They have SO many options to make them fit your "boot shape" that they are PERFECT now. And I mean, PERFECT. Once you set them up right they are also really easy to get in and out of, remember flows shouldn't be so "tight" like all other bindings (which might feel "weird" at first but are REALLY comfortable since they dont "smash" your foot).

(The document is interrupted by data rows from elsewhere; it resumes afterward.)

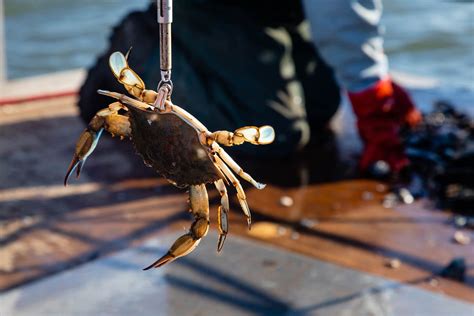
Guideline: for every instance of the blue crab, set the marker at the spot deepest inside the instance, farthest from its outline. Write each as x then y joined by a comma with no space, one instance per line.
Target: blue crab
176,145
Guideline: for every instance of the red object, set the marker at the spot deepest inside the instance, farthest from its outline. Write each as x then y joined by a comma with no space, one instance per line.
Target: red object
381,110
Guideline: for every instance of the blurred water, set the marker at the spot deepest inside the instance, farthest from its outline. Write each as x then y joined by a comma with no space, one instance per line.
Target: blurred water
427,37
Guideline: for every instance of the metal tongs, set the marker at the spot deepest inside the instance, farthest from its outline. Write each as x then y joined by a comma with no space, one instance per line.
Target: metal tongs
165,18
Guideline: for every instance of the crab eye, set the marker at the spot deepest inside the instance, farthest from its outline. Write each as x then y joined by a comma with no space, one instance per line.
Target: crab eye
267,135
117,63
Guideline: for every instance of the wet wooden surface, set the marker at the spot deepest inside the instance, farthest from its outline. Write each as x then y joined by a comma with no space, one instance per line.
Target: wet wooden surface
46,228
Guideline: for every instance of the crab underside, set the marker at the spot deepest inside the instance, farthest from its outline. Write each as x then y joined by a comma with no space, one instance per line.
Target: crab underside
176,145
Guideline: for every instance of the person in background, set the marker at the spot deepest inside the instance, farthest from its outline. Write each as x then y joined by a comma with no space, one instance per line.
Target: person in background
246,62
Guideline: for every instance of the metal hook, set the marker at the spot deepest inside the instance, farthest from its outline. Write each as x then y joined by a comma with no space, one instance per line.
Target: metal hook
165,18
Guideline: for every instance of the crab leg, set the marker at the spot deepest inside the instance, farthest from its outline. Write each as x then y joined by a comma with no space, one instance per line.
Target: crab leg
252,134
236,183
199,203
222,213
235,167
107,119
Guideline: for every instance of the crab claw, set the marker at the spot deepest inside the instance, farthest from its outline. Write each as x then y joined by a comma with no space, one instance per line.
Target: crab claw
84,147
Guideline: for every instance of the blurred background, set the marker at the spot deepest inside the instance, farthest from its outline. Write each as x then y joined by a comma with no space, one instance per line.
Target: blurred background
324,241
433,38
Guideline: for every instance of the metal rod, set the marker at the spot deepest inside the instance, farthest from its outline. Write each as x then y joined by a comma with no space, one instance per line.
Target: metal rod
3,63
165,18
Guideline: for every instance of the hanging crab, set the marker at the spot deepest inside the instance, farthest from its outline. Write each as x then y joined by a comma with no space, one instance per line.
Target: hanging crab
176,145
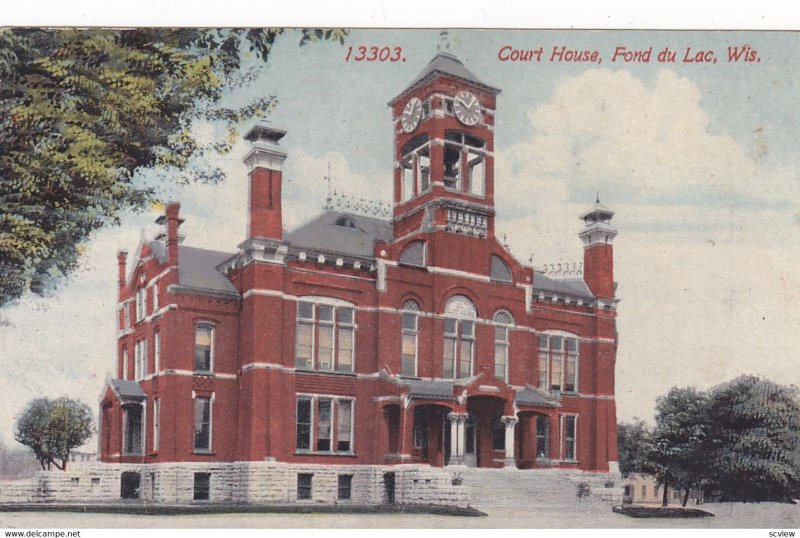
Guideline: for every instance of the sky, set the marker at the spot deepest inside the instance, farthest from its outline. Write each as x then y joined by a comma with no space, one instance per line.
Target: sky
698,160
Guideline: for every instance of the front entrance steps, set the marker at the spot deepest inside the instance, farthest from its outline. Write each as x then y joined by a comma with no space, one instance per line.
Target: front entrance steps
538,489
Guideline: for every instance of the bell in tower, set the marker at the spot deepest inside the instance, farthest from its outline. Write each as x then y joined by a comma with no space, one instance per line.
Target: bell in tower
444,147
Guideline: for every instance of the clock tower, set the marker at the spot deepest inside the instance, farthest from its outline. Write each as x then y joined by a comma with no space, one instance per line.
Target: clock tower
444,151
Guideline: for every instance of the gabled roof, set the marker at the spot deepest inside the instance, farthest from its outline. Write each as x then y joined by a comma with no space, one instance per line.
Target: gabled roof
354,235
574,286
126,389
197,267
445,63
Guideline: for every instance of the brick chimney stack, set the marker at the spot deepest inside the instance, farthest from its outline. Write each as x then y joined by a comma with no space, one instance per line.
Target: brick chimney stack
598,251
265,162
173,219
122,260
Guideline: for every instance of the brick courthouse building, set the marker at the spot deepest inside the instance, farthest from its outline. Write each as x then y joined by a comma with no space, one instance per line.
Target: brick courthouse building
353,356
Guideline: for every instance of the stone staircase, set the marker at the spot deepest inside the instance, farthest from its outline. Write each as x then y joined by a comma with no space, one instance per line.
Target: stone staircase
539,490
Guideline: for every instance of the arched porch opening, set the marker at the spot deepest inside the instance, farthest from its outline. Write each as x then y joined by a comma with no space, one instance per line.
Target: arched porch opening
486,415
428,427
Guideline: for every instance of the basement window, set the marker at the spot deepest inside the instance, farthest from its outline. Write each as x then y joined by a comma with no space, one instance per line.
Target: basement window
202,486
345,487
304,481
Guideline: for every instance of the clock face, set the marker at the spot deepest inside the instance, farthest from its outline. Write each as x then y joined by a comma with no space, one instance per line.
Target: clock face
411,115
467,108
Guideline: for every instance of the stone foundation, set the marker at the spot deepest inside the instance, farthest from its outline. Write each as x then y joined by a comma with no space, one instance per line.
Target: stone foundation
240,482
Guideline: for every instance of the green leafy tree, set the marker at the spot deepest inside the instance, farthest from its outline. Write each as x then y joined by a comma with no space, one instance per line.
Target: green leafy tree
52,428
635,442
756,434
681,449
81,111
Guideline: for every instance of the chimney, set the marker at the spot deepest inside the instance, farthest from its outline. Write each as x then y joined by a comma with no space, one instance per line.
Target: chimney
173,222
122,259
265,161
598,251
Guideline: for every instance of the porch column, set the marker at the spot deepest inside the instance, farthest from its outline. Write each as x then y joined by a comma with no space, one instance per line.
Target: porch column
406,433
456,438
510,422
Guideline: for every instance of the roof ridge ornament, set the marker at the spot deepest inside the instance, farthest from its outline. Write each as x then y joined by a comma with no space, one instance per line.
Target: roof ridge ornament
359,206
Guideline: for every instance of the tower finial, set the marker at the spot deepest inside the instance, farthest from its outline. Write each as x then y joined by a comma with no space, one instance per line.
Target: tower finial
444,44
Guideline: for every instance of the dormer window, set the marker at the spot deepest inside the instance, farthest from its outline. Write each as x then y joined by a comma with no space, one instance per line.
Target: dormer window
345,222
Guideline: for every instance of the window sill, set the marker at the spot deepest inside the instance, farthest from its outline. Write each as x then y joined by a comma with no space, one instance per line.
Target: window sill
304,370
337,454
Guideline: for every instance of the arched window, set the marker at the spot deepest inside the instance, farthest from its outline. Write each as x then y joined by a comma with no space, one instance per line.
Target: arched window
414,254
500,271
204,347
325,335
558,362
459,337
465,163
503,320
410,334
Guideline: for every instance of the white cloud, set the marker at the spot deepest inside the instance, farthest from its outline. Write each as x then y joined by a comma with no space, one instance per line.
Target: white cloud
651,144
704,258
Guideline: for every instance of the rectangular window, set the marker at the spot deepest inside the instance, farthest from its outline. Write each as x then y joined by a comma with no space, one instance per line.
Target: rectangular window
332,329
202,424
304,485
424,170
498,432
157,351
467,345
303,424
132,427
203,347
345,487
557,362
155,295
407,174
450,343
571,374
141,304
420,428
568,427
409,345
542,436
324,426
156,424
202,486
476,168
346,333
501,353
344,426
140,359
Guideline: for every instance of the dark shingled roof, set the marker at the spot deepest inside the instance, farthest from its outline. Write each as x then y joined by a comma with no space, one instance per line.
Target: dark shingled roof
126,389
197,267
575,287
531,396
447,64
355,235
440,390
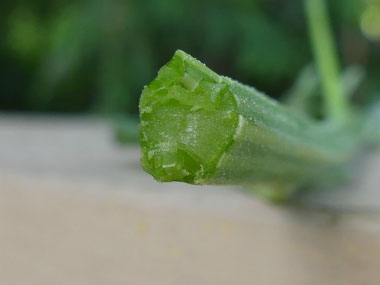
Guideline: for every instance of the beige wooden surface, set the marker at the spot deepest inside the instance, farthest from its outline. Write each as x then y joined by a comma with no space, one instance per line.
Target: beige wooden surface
77,209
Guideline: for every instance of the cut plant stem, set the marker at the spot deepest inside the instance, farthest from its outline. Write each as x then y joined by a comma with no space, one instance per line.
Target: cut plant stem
202,128
336,104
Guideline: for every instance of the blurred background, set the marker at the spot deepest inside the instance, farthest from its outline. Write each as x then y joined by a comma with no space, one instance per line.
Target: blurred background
76,207
96,56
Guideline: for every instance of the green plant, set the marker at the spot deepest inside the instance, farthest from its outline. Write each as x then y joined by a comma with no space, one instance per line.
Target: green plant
202,128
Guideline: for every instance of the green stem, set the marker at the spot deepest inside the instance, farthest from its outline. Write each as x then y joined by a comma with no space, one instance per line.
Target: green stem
202,128
336,104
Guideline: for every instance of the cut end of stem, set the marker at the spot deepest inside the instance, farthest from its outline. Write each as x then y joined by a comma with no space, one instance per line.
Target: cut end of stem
180,110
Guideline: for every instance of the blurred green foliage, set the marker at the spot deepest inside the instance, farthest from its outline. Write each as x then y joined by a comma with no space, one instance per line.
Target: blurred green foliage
96,55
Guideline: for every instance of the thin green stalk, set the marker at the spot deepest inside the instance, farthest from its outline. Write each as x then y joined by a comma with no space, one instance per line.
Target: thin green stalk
336,104
202,128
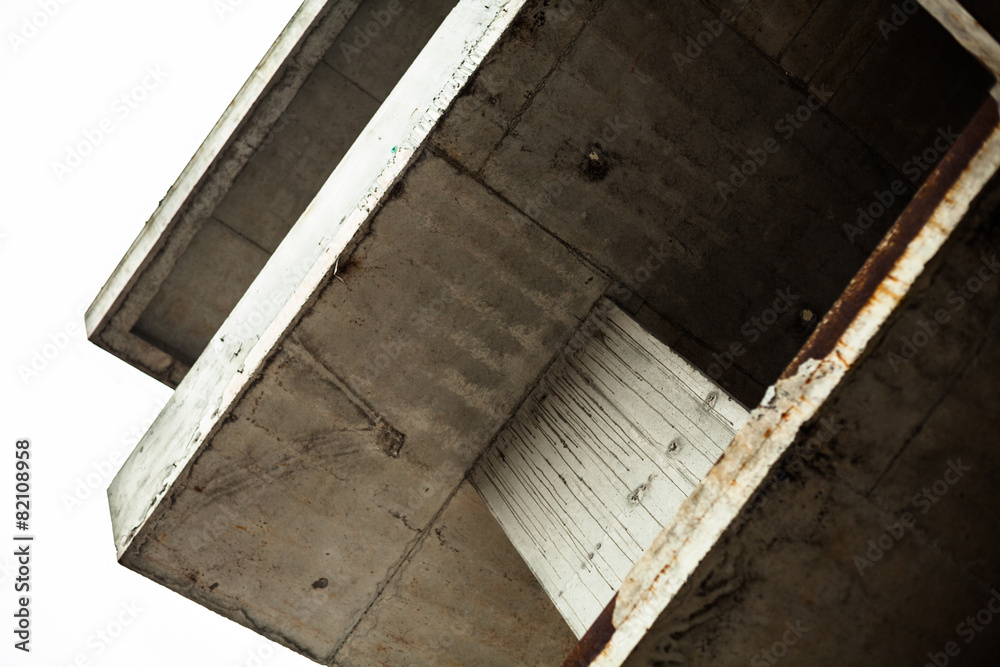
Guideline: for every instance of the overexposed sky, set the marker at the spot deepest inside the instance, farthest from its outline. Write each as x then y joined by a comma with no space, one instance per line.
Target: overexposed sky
103,103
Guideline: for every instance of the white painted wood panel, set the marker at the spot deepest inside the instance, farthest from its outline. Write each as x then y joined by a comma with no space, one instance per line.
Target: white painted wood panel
594,465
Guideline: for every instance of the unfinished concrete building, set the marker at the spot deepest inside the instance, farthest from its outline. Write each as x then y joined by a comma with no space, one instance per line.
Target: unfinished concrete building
583,332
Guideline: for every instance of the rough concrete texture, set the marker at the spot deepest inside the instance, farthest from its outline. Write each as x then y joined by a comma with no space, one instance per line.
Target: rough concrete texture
579,157
618,129
264,180
882,543
672,136
505,619
303,148
492,295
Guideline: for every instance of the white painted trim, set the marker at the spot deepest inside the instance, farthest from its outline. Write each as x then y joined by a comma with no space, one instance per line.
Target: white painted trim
224,132
773,426
303,261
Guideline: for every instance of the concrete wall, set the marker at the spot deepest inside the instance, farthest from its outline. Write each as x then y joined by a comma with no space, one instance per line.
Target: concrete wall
881,543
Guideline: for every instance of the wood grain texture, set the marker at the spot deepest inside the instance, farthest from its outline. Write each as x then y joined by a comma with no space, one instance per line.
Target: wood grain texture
593,466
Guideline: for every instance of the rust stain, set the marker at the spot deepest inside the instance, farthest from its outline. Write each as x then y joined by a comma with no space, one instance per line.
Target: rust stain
920,212
594,640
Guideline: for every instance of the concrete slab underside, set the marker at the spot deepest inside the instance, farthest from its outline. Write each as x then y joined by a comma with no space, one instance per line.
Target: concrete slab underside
459,292
883,542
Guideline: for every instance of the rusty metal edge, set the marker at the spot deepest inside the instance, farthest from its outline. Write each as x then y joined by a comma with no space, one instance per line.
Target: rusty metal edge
906,228
594,639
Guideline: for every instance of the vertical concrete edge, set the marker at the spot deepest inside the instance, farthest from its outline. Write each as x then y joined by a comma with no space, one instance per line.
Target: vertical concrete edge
308,256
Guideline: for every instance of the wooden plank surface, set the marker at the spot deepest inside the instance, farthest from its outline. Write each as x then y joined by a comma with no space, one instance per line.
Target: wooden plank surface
593,466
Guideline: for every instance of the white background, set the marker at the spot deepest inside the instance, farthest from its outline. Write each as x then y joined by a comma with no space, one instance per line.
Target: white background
60,239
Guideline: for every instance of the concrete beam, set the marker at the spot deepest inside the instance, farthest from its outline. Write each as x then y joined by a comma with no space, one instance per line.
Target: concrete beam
253,177
309,477
728,513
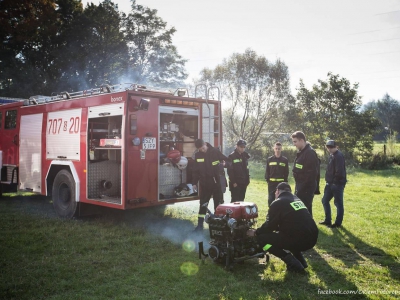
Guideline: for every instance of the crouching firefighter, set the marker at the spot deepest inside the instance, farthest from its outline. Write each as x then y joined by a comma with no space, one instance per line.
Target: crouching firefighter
206,170
289,226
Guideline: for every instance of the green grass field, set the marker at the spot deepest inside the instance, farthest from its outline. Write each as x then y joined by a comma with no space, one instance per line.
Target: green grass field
150,253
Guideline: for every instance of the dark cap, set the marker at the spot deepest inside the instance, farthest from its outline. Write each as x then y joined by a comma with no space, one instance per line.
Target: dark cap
241,143
199,143
284,186
331,143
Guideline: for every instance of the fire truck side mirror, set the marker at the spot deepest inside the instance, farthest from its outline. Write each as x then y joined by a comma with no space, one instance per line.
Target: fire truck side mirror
144,104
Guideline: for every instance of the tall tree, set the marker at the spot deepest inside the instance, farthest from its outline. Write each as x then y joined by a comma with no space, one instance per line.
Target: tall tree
387,110
254,89
29,31
153,59
95,50
330,110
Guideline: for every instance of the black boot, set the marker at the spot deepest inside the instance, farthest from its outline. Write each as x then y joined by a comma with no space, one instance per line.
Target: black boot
200,223
299,256
292,264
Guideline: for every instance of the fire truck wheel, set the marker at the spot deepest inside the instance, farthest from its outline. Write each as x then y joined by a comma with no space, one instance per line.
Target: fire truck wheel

Anyway... here they are...


----------



## basslover911 (Feb 6, 2009)




----------



## matttehman (Feb 10, 2009)

Sweet, mine are "On the truck" for delivery atm.. Can't wait! One question though, where did you get all of the replacement bolts Bass? Did you just take them all out and head to Home Depot to find compatible screws? Or are they all the same size, and you can just buy one size fits all nut/bolts from the hardware store?


----------



## matttehman (Feb 10, 2009)

basslover911 said:


> Yeah I just went to home depot and got;
> 4- Hex Cap Screws 1/4-20 x 3/4
> 4- Hex Nuts 1/4-20
> 4- Split lock washers 1/4
> ...


Thnx alot Bass! I'm sure I will not be the only one following your lead on this one.


----------



## tschamp20 (Nov 2, 2009)

mine are on the truck too bitches.ill post a pic once mounted.come on fedex dude,im jonesin ova here.


----------



## justaguy (Dec 1, 2009)

I just got mine in yesterday and while trying to adjust the cable i ended up striping one of the screws. How did you guys end up getting the stripped screws out?

Just wondering if anybody had a number for Flow as I cant seem to find it on their website.


----------



## MunkySpunk (Jan 7, 2009)

9493615260

Find the part you need in this pdf. Once you know its number, scroll down and find the exact catalog part number in the chart. Call them and ask for it by that number so there's no mistake.


----------



## basslover911 (Feb 6, 2009)

If you strip one of them out just grab a 3/16" drill bit and drill through the middle till it popsup. 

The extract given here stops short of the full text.